Sacrificios de alabanza y gratitud (16)
Te exaltaré, mi Dios, mi Rey, y bendeciré tu nombre eternamente y para siempre. Cada día te bendeciré, y alabaré tu nombre eternamente y para siempre (Salmos 145:1,2).
El rey David, cuyo reinado fue piedra angular de la historia antigua de Israel, vivió sabiendo que había un trono con un Rey cuya grandeza es inescrutable. Puso siempre al Señor delante de él, sabía que estaba a su diestra por lo que tuvo la certeza de no ser conmovido (Salmos 16:8). Esas palabras impactaron al apóstol Pedro que las recogió en su discurso el día de Pentecostés: Porque David dice de él: Veía al Señor siempre delante de mí; porque está a mi diestra, no seré conmovido (Hechos 2:25). David fue el dulce cantor de Israel (2 Samuel 23:1). Su vida de adoración, alabanza y gratitud llegó hasta los últimos instantes de su tiempo en esta tierra. En las últimas palabras que salieron de su boca profetizó que habrá un justo que gobierne entre los hombres (2 Samuel 23:2,3); un Rey para todas las naciones desde Jerusalén. El Deseado de todas las naciones. Ese Rey entronizado lo tiene siempre delante de sí. Su mirada está fija en él. Como dice la Escritura: puestos los ojos en Jesús. Y en otro lugar se nos exhorta: Buscad las cosas de arriba, donde está Cristo sentado a la diestra de Dios. Poned la mirada en las cosas de arriba, no en las de la tierra.
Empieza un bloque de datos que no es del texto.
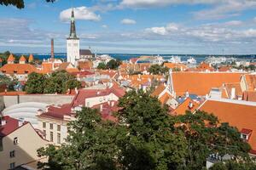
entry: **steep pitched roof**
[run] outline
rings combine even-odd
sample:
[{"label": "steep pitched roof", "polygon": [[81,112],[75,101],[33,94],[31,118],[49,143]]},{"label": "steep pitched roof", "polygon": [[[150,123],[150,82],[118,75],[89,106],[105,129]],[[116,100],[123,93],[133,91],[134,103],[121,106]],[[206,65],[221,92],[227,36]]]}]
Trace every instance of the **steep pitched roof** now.
[{"label": "steep pitched roof", "polygon": [[34,60],[33,55],[31,54],[28,57],[28,62],[32,62]]},{"label": "steep pitched roof", "polygon": [[224,72],[172,72],[172,83],[177,95],[189,94],[206,95],[212,88],[220,88],[224,83],[240,82],[241,73]]},{"label": "steep pitched roof", "polygon": [[37,68],[29,64],[7,64],[0,68],[0,71],[5,74],[30,74],[37,72]]},{"label": "steep pitched roof", "polygon": [[159,95],[166,89],[166,86],[164,84],[159,85],[152,93],[152,96],[159,97]]},{"label": "steep pitched roof", "polygon": [[26,59],[23,55],[21,55],[21,57],[20,58],[20,61],[26,61]]},{"label": "steep pitched roof", "polygon": [[181,71],[188,69],[188,66],[180,63],[165,63],[164,65],[169,69],[178,68]]},{"label": "steep pitched roof", "polygon": [[[190,107],[190,105],[192,107]],[[174,110],[171,112],[172,115],[184,115],[186,110],[189,110],[191,112],[195,111],[200,104],[194,101],[190,98],[187,98],[182,104],[180,104]]]},{"label": "steep pitched roof", "polygon": [[243,128],[252,130],[252,135],[247,142],[252,146],[251,153],[256,154],[256,105],[252,105],[252,102],[239,102],[230,99],[209,99],[199,110],[212,113],[221,122],[229,122],[239,131]]},{"label": "steep pitched roof", "polygon": [[[5,125],[0,126],[1,137],[5,137],[20,128],[19,121],[17,119],[6,116],[3,116],[3,120],[6,121],[6,123]],[[23,125],[26,123],[27,122],[24,122]]]},{"label": "steep pitched roof", "polygon": [[8,62],[12,62],[12,61],[15,61],[15,59],[13,54],[9,54],[9,56],[7,61],[8,61]]}]

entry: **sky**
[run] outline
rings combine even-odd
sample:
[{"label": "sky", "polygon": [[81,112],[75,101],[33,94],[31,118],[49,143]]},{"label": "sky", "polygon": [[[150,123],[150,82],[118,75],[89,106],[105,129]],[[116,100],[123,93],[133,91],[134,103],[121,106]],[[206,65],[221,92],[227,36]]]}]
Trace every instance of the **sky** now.
[{"label": "sky", "polygon": [[0,51],[66,52],[74,8],[80,48],[102,54],[255,54],[256,0],[25,0],[0,6]]}]

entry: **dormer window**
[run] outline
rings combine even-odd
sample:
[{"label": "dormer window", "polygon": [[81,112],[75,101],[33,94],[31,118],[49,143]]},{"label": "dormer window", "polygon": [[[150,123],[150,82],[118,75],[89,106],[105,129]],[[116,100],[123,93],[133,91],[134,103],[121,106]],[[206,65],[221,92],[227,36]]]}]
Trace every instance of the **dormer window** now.
[{"label": "dormer window", "polygon": [[253,130],[251,129],[247,129],[247,128],[242,128],[241,131],[241,139],[244,139],[244,140],[248,140],[251,134],[253,133]]}]

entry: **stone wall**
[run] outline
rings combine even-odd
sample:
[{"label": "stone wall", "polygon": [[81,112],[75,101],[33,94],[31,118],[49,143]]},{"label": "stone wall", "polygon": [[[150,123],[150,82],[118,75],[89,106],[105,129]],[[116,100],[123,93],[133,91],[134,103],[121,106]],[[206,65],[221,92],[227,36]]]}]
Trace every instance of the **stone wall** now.
[{"label": "stone wall", "polygon": [[26,102],[39,102],[49,105],[63,105],[71,103],[74,95],[61,95],[61,94],[25,94],[25,95],[13,95],[13,96],[0,96],[0,108],[1,97],[3,99],[5,107],[26,103]]}]

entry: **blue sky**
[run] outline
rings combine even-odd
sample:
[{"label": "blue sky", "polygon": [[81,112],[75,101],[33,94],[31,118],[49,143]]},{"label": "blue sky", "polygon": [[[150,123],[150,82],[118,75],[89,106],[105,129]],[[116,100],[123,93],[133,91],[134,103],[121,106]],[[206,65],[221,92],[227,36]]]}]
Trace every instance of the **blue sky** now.
[{"label": "blue sky", "polygon": [[0,51],[66,52],[70,8],[81,48],[97,53],[256,54],[256,1],[25,0],[0,6]]}]

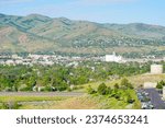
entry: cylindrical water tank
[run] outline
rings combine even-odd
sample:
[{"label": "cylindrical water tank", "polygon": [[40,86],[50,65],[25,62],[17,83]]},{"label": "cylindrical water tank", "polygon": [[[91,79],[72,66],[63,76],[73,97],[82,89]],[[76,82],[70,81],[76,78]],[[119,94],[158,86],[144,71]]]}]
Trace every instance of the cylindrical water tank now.
[{"label": "cylindrical water tank", "polygon": [[151,65],[151,73],[153,74],[163,73],[163,65]]}]

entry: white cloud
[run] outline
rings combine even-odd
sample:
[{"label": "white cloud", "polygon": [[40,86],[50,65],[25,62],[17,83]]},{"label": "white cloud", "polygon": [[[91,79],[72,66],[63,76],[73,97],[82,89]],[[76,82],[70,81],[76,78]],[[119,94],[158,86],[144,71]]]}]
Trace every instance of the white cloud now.
[{"label": "white cloud", "polygon": [[86,5],[110,4],[110,3],[129,3],[138,0],[78,0],[77,3]]},{"label": "white cloud", "polygon": [[24,3],[32,2],[34,0],[0,0],[0,4],[14,4],[14,3]]}]

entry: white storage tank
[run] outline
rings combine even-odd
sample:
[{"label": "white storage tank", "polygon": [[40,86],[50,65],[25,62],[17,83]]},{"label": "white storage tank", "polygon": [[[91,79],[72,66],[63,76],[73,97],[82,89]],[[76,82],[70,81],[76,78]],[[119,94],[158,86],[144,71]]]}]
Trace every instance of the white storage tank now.
[{"label": "white storage tank", "polygon": [[153,74],[163,73],[163,65],[151,65],[151,73]]}]

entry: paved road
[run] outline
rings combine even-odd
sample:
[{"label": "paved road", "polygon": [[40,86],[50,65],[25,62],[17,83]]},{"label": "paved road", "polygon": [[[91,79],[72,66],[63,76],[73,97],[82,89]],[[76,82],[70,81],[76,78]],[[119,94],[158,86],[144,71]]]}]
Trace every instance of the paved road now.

Porque habéis muerto, y vuestra vida está escondida con Cristo en Dios (Colosenses 3:1-3).
Todo el salmo que estamos meditando exalta la grandeza de Dios, el Rey. Porque es grande y digno de suprema alabanza (3). Sus hechos son poderosos para anunciarlos de generación en generación (4). De su poder y hechos estupendos hablarán los hombres (6). Es Rey clemente y misericordioso lento para la ira y grande en misericordia (8,9). Su reino está lleno de gloria y poder (11); es para todos los siglos, y su señorío para todas las generaciones (12,13). Los ojos de todos esperan en él para que les de su comida a su tiempo; abre su mano y colma de bendiciones a todo ser viviente (15,16). Sostiene a todos los que caen, y levanta a los oprimidos (14). Está cercano a todos los que le invocan, a quienes lo hacen de verdad, con todo su corazón (18). Oirá el clamor de ellos y los salvará. Guarda a todos los que le aman (19,20). Por todo ello, nuestro hombre abre su boca en alabanza para proclamarle, animándonos a todos para que hagamos lo mismo, bendiciendo su nombre eternamente y para siempre (21). Así comenzó el salmista y termina de la misma manera: Te exaltaré, mi Dios, mi Rey, y bendeciré tu nombre eternamente y para siempre. Cada día te bendeciré y alabaré tu nombre.
Viendo la magnificencia del Rey sublime y eterno solo podemos expresar nuestro reconocimiento en alabanza y gratitud exuberante.